The Activity lifecycle vs. the world
A common problem people run into with Activities
are handling runtime configuration changes. This situation ought to sound familiar:
- The user initiates a network request in an
Activity
. - The user rotates the screen.
- The
Activity
is destroyed and recreated with a new configuration. - Your network request is lost because it only had references to the initial
Activity
.
The solution is quite simple: if the logic needs to live beyond the duration of the lifecycle, put it somewhere outside the lifecycle.
For example, your network request should deliver its results to some intermediary such as an in-memory cache. Then the Activity
can retrieve the results when complete.
People often confuse themselves by thinking a specific tool is the solution to the problem when it's actually just an implementation detail. "How does RxJava handle config changes?" is a question I've been asking many times, but to me the question makes little sense because RxJava has no explicit API for Android.
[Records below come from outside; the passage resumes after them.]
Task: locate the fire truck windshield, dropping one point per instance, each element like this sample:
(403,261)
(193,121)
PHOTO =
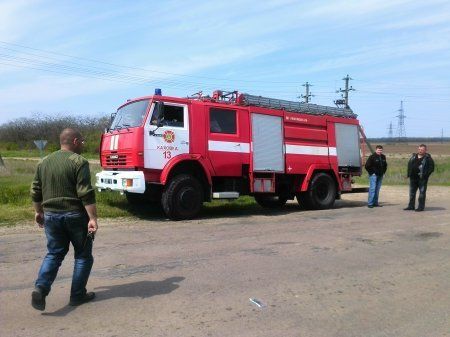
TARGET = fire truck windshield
(130,115)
It's just a library for handling streams of data.
You can certainly use RxJava in your solution. The reactive way to inform the Activity
of UI changes is to create an Observable<Data>
and subscribe. But that alone is not the solution to config changes; if your Observable<Data>
was contained in the Activity
you'd still have the same problem as before! The actual solution is in ensuring your Observable<Data>
lives somewhere outside of the lifecycle.
It's simpler (at least in my mind) to separate out the core solution from the tools used to implement it. The core solution is writing logic that lives beyond a single lifecycle. The way you do that is up to you.